Zamieszki w chińskiej fabryce iPhonów. Pracownicy walczą o pensje
Fot. shutterstock.Protesty w fabryce wywołała polityka zarządu Foxconn, firmy która odpowiada za niemal 70 proc. dostaw telefonów z nadgryzionym jabłkiem. Na początku listopada w strefie ekonomicznej miasta Zhengzhou, gdzie znajduje się fabryka firmy Foxconn, zanotowano podwyższoną liczbę zachorowań na Covid-19.
Demonstracje głodujących pracowników
W związku z chińską polityką „zero-covid” fabryka zawiesiła działalność, a pracę w niej chwilowo straciło nawet 200 tys. osób. Ogólna liczba zatrudnionych według magazynu New York Times liczyła nawet 350 tys. osób. Firma wystosowała obietnicę wypłat specjalnych premii dla pracowników, jednak po czasie wycofała się z wcześniejszych deklaracji.
To wywołało protesty w fabryce i w mieście Zhengzhou. Na filmach zamieszczonych w mediach społecznościowych pracowników widoczne jest przemocowe tłumienie demonstracji przez policjantów.
Pracownicy Foxconn domagali się m.in. wypłacenia obiecanych bonusów, ale też zaległych pensji. Zwracali uwagę, że nie otrzymali wcześniej zagwarantowanej żywności, która w ich relacji nie docierała do kampusu fabryki w trakcie lockdownu, co sprawiło, że głodowali.
Setki pracowników, jak podają międzynarodowe agencje informacyjne, w środową noc protestowało ze względu na warunki w twardej izolacji (m.in. braki żywności w kampusie fabryki) oraz niewypłacone premie i pensje. Właśnie pokaźnym wynagrodzeniami (3500 dol. za dwa miesiące pracy) Foxconn miał w ostatnich tygodniach przyciągać nowych pracowników.
Foxconn łamie obietnice
O sprawie poinformował Finnacial Times. Jenny Chan ekspertka ds. pracy w Chinach cytowana przez magazyn zauważa, że Foxconn nie ma dobrej opinii.
– Foxconn obiecał duże pieniądze – do 15 tys. juanów miesięcznie – aby szybko zatrudnić tysiące nowych pracowników, ale wydaje się, że te obietnice nie zmaterializowały się. Dlatego pracownicy byli tak rozczarowani – mówiła Jenny Chan, ekspertka ds. pracy w Chinach z Hong Kong Polytechnic University. – Firma jest znana z tego, że twierdzi, iż zapewnia wysokie płace, a następnie łamie swoje obietnice – oceniła.
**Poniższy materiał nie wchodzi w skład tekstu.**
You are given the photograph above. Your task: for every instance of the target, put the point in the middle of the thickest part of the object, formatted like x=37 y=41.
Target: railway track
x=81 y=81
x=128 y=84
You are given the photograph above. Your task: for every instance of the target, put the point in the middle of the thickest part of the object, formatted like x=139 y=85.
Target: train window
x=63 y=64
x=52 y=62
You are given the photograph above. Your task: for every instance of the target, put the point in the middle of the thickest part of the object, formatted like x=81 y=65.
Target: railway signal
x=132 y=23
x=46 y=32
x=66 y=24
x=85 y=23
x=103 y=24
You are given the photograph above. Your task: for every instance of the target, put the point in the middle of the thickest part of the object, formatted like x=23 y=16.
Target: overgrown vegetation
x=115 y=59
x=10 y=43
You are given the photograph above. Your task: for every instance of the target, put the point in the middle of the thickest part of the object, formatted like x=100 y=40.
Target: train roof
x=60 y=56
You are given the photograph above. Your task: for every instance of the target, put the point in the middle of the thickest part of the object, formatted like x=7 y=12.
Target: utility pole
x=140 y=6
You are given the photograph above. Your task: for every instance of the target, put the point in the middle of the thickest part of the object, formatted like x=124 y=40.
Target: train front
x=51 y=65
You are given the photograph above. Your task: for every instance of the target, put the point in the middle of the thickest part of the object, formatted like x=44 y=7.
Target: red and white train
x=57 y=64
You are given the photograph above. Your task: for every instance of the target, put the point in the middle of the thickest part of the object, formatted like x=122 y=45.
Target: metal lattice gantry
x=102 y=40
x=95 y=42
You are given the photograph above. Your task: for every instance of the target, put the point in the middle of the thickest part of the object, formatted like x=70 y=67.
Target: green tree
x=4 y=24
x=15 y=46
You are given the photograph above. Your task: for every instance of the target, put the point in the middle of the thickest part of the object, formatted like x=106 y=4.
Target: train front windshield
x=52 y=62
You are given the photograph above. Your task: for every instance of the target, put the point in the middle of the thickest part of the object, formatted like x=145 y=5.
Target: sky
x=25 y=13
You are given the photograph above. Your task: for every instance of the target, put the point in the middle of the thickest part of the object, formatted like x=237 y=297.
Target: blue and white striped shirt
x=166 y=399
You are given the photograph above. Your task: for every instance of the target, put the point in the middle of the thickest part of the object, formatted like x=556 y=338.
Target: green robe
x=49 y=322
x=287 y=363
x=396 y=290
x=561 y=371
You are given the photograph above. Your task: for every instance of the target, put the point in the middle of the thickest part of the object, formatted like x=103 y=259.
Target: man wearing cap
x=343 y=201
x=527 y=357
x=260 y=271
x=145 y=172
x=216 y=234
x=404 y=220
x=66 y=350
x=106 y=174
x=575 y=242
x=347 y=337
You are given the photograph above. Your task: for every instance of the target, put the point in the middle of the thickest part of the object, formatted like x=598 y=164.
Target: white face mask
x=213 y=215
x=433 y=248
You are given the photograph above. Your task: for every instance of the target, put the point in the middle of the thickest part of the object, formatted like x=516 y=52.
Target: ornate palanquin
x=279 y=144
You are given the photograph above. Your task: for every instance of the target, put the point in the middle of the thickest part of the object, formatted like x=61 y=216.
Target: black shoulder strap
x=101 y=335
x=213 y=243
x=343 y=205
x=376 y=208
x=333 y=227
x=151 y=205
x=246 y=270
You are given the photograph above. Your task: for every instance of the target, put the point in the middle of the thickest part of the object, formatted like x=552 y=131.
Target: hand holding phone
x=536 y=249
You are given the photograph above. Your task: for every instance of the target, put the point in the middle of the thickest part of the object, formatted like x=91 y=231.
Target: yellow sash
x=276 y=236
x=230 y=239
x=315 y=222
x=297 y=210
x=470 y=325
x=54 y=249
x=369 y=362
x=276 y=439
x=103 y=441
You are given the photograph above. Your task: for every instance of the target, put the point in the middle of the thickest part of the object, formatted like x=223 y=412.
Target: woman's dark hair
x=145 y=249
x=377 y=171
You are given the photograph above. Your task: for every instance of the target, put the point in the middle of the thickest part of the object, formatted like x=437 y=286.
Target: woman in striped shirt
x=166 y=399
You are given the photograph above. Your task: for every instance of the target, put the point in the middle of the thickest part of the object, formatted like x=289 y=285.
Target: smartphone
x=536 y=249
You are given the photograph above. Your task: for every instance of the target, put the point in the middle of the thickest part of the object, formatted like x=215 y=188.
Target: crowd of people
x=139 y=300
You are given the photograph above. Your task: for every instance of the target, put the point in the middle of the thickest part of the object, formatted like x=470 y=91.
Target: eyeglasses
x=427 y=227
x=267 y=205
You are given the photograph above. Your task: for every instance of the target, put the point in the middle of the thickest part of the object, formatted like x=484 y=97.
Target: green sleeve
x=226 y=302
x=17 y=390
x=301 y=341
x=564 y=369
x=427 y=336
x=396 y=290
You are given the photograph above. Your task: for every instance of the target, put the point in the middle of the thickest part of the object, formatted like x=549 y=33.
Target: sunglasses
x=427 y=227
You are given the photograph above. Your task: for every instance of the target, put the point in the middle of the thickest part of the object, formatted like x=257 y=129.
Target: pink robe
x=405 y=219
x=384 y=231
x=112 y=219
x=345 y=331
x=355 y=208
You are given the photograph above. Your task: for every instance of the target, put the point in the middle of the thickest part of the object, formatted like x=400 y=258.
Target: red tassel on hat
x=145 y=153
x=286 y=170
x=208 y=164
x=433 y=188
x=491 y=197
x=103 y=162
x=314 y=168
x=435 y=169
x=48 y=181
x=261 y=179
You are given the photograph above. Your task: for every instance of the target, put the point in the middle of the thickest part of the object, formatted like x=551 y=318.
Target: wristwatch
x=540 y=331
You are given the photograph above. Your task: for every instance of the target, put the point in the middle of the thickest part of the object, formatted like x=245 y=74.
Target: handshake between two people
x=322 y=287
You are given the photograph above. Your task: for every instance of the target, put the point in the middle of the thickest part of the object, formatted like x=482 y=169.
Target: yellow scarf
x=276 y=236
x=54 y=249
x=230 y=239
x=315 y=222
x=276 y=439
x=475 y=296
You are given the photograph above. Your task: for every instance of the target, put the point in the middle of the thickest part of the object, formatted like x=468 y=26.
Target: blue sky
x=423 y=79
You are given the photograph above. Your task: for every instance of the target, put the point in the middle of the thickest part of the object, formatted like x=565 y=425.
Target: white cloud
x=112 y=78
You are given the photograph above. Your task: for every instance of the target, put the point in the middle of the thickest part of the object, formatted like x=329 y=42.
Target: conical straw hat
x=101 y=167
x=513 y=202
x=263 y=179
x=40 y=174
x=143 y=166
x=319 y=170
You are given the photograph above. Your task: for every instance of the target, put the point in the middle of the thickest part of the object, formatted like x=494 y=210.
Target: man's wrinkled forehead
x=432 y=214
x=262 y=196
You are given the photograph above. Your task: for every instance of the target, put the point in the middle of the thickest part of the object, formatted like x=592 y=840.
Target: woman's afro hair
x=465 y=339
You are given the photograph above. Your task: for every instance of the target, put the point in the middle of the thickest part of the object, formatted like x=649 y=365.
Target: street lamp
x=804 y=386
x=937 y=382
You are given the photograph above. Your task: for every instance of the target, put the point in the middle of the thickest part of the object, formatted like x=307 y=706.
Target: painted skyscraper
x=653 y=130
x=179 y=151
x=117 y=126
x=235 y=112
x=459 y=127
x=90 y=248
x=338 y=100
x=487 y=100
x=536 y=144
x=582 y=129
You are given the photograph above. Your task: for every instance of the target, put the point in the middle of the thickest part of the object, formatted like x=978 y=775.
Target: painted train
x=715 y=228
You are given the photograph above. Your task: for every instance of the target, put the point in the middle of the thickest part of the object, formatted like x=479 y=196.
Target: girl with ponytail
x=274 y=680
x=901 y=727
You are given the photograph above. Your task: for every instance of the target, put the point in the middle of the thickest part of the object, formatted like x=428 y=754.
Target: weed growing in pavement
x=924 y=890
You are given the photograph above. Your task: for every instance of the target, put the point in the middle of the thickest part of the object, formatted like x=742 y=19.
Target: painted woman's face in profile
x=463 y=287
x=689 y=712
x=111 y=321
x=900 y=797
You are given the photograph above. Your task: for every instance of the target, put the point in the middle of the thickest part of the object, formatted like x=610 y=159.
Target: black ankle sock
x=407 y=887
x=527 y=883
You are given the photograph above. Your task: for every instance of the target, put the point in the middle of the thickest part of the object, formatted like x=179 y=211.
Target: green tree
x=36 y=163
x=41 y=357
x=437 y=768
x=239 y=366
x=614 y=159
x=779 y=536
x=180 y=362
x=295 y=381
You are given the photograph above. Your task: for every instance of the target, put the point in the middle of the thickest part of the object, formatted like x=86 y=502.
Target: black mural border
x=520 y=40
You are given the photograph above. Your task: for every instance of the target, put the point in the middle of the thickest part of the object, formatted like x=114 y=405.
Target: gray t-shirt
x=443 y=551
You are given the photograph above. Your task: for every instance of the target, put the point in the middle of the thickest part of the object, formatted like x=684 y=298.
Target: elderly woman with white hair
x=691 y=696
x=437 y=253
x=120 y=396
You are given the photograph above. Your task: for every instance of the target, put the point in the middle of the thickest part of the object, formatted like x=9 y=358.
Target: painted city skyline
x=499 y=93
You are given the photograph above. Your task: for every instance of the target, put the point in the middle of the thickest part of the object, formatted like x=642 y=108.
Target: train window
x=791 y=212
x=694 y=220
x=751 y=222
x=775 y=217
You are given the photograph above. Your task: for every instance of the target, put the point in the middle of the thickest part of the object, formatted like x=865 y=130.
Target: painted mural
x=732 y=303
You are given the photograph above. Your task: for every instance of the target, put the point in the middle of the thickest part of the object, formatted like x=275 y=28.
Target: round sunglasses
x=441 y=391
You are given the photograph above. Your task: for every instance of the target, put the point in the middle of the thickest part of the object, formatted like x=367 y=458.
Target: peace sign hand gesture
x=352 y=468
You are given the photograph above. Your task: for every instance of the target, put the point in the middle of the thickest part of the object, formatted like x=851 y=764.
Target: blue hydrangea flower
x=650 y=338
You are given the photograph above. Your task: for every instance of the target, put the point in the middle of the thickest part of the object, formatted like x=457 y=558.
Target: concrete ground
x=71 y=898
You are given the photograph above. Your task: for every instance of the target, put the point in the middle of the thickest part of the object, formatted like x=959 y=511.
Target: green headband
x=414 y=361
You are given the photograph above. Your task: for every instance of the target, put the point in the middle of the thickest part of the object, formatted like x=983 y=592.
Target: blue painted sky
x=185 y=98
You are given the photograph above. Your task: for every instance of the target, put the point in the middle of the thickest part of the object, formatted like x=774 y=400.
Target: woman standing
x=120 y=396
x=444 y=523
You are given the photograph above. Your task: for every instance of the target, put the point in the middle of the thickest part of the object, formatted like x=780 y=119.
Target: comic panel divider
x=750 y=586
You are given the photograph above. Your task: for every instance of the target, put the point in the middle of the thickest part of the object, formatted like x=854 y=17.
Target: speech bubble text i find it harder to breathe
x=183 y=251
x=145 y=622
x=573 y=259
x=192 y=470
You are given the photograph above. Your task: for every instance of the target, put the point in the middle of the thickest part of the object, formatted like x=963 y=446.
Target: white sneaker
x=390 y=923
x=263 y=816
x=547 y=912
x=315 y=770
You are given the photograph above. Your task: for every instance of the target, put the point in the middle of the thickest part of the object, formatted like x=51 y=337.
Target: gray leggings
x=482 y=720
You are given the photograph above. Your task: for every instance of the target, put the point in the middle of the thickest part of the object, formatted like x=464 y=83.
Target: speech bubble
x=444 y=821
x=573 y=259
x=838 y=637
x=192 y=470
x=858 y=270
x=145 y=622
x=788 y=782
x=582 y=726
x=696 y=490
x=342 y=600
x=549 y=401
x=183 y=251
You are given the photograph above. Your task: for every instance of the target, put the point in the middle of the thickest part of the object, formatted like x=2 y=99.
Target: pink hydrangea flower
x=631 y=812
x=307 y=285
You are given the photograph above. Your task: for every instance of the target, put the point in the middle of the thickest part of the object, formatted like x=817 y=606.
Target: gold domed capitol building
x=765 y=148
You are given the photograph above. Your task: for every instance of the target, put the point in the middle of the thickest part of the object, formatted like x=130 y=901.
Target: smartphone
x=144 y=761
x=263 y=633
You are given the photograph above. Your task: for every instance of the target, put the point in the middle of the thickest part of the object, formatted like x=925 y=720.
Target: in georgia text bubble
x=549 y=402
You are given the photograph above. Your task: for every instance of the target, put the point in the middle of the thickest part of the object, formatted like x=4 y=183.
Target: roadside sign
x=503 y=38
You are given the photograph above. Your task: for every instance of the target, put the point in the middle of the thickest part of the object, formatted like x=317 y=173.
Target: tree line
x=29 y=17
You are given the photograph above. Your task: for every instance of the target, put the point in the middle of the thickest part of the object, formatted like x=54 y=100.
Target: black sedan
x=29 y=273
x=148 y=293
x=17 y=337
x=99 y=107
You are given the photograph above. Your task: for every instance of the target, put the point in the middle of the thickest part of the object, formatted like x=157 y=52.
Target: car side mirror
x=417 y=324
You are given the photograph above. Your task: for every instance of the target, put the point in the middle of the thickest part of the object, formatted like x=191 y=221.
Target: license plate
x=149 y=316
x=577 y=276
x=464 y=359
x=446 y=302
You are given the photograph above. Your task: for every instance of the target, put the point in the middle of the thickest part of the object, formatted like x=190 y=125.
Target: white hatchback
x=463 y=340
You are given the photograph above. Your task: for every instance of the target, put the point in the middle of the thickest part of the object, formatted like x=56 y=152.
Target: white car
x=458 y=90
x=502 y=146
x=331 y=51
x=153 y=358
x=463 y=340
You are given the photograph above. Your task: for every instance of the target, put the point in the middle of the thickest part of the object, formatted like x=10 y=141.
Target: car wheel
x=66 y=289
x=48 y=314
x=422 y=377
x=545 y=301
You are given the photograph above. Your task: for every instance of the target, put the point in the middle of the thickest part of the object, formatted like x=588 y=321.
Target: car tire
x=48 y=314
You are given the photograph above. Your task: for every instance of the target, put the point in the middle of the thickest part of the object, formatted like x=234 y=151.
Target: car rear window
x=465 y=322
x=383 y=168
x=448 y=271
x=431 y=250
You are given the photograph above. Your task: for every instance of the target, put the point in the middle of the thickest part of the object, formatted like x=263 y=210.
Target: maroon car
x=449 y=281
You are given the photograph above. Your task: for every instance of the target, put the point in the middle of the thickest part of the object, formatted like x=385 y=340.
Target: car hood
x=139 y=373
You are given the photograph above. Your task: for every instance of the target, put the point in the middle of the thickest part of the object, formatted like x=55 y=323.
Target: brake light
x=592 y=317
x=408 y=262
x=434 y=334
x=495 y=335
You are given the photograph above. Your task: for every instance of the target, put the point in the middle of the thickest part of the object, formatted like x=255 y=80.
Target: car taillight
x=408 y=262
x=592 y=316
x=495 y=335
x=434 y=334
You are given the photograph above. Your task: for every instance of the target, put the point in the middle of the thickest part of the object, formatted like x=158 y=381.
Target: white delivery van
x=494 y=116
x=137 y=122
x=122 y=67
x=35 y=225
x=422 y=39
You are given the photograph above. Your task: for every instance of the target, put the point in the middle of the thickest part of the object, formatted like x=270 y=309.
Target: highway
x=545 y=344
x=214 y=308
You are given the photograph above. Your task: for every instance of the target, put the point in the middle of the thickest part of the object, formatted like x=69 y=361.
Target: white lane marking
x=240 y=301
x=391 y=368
Po interwencji Appla, który wysłał na miejsce specjalny zespół do zbadania sprawy Foxconn przeprosił pracowników za „błędną komunikację”. Obiecał też, że będzie honorować swoje zobowiązania.
- Nasz zespół przyjrzał się sprawie i odkrył, że podczas procesu wdrażania nowych pracowników wystąpił błąd techniczny. (...) Przepraszamy za błąd w systemie i gwarantujemy, że rzeczywiste wynagrodzenie będzie takie samo jak uzgodnione i zapisane na oficjalnych plakatach rekrutacyjnych – przekazał Foxconn na nagraniu skierowanym do pracowników, do którego dotarł "FT".
Apple twierdzi, że wciąż bada sprawę. "Analizujemy sytuację i ściśle współpracujemy z Foxconnem, aby zapewnić, że obawy ich pracowników zostaną rozwiązane" poinformowała korporacja.
Tymczasem protesty pracowników negatywnie odbiły się na wynikach Foxconn na giełdzie. Zarząd Foxconn, w akcie depseracji, zaproponował nawet wypłacenie premii protestujacym pracownikom, byleby opuścili fabrykę i wrócili na kwarantannę.
Pracownicy dalej głodują
Jak podała stacja BBC umowy zostały przekształcone, jednak nie ma gwarancji, że pieniądze trafią do pracowników. Brytyjski nadawca przewiduje też dalsze problemy z dostawami jedzenia do głodujących pracowników.
Wiadomo już, że z powodu protestów i przerwy w pracy fabryki dostawy iPhonów na cały świat będą opóźnione. Szczególnie jeśli chodzi o najnowszy model słynnych smartfonów, czyli iPhona14.
Ceny urządzeń produkowanych przez markę Apple niedawno wzrosły w Polsce, co miało być uzasadnione umocnieniem amerykańskiego dolara.